The next change of direction came in 1987, with a move to Graz in the Austrian region of Steiermark, where Ahilea took on any job that was going (washing dishes, leafleting…) until he had managed to master the German language. Then he became a DJ, spinning Chicago House, and trained as a sound engineer – a profession he has practised for 18 years in clubs and for bands like Tschuschen Kapelle. At one of the gigs, he met Zoran Tomasev, a fellow sound engineer. They became firm friends, going along to “Balkan events” where they were appalled at the rubbish the DJs were playing. So they decided there was only one thing for it: let’s do it ourselves! They founded Export Import Tunes as a creative platform. Soon, their "SchliwoBeatz" nights became must-do events in Vienna. Not least because of their use of visuals (such as excerpts from ex-Yugoslavian films of the 1970s and 1980s).
Ahilea had already produced electronic music, especially the kind of style that is often described as "funky, groovy, jazzy". But it was his colleague Zoran who pointed him in the right direction: "Hey, you know the music of the Balkans. Why don’t you try something of your own??!" No sooner said than done. He sent his first piece, Out of Town, to three colleagues: Shantel, Robert Soko, Penny Metal. Their unanimously euphoric response encouraged him to follow his own path.
Through his work as a front of house engineer and thanks to his SchliwoBeatz nights, Ahilea already knew some of the finest musicians in Vienna’s Balkan scene – some who were soloists and others who played in respected bands or even classical orchestras.

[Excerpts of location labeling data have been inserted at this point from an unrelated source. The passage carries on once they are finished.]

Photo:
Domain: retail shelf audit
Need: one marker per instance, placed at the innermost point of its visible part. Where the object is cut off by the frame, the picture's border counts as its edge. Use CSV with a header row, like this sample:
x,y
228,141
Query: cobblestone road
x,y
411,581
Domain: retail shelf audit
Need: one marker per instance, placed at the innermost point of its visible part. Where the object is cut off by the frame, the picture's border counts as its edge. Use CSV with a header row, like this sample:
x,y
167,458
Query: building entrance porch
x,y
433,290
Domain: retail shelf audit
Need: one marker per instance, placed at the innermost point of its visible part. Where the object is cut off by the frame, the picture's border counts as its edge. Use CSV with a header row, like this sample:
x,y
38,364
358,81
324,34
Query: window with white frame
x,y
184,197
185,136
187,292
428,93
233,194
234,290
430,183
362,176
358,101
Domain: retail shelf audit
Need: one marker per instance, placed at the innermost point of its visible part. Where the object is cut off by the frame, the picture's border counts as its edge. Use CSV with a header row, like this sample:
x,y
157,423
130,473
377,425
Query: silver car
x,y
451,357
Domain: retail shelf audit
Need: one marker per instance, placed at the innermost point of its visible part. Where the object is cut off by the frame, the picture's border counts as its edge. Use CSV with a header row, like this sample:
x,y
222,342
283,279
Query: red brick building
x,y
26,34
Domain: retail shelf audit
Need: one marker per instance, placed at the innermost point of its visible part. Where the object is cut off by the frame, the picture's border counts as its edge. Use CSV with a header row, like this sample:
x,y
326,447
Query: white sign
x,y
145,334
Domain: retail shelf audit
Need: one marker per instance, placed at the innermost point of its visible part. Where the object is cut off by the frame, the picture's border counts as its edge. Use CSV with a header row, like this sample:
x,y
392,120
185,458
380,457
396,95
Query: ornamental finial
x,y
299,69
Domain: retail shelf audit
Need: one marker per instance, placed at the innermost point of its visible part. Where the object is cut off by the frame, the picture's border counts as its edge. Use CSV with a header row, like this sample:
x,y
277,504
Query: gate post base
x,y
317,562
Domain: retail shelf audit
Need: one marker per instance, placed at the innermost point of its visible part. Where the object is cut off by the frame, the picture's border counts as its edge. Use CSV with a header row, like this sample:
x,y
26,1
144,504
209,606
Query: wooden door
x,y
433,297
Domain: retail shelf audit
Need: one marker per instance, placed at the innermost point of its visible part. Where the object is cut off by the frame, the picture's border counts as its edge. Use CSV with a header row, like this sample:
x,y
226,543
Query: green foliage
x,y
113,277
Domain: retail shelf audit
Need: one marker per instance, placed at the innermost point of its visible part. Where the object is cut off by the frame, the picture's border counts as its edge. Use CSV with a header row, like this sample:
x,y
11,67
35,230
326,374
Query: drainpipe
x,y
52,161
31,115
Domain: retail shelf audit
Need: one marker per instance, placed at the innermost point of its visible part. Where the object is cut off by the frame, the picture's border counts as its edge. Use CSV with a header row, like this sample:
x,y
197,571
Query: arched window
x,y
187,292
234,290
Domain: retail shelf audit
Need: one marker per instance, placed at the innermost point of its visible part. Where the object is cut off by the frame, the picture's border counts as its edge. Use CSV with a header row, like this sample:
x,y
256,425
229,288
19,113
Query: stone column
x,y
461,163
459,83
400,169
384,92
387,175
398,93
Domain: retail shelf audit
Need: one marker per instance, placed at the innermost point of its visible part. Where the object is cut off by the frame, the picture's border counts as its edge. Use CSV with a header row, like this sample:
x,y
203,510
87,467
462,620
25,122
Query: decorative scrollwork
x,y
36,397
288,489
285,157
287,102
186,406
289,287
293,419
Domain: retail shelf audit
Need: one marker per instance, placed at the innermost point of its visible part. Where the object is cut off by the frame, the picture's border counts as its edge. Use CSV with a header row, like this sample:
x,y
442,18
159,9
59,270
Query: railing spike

Ahilea’s musical cosmos: his grandmothers sang him Greek, Walachian and Macedonian songs and folk music. His parents were more into rock ‘n’ roll. He grew up listening to the vibrant pop music of former Yugoslavia that was popular throughout the entire Eastern Bloc and renowned for its revolutionary new approaches, creativity and topical references. But, like his colleague Shantel, it was the traditional music of the Balkans with its melodic and rhythmic structures that Ahilea was drawn to and which he tried to blend with his very own electronic lo-fi aesthetic. One particularly rich source of inspiration for him was the music played at weddings. Yet Ahilea is also open to all kinds of contemporary urban styles – from funk to reggae, freestyle, electronica, broken electronics and guitar-led indie rock.